With the Federal Reserve having already begun its two-day policy meeting on Tuesday, there is a huge possibility that the first rate hike will be announced at the end of the meeting.
It is said that there will be at least three increases in the key interest rate this year in a bid to prevent the world’s largest economy from overheating after a decade of recovery. Jerome Powell, who has been recently appointed as the Federal Reserve Chairman, will hold his first press conference at the conclusion of the meeting Wednesday.
According to reports, it is also likely that the Federal Reserve will update its forecasts for the economy and how aggressively officials think the central bank will have to act in coming years. Since the Fed last met in January, economic data have been mixed and forecasts for economic growth in the first quarter have dimmed.

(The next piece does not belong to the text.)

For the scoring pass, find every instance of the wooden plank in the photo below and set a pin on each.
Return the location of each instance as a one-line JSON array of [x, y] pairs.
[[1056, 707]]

Weak data on retail and auto sales, durable goods orders and the housing market as well as soft construction spending and a widening trade deficit have disappointed in recent weeks. As a result, forecasters at Morgan Stanley, JP Morgan Chase and the Atlanta Federal Reserve Bank lowered their estimates for GDP growth in the first three months of the year to under two percent — well below President Donald Trump`s goal of three percent a year or higher.
First quarters generally run below trend, however, and the economy looks set to resume its healthy expansion later in the year.
Surveys of the manufacturing and services sectors show a strong head of steam, while consumer confidence and business sentiment are at record highs.
Job creation also soared in February, one of the best months of the current economic recovery, with 313,000 new positions added while unemployment remains at a historically-low 4.1 percent.
Inflation, while still tame, also seems to be poised to rise, with the Consumer Price Index gaining 2.5 percent over the last six months.
In remarks earlier this month, Fed Governor Lael Brainard, long one of the most dovish US central bankers, said times were changing, and inflation was a growing concern.
Looming on the horizon, however, is the possibility of a trade war, as Trump has launched an aggressive campaign against many imports, including the controversial steep tariffs on steel and aluminum, sparking fears of tit-for-tat retaliations and a spike in prices.
Tim Duy, an economist at the University of Oregon and a close Fed watcher, said the central bank would likely steer clear of directly addressing trade matters.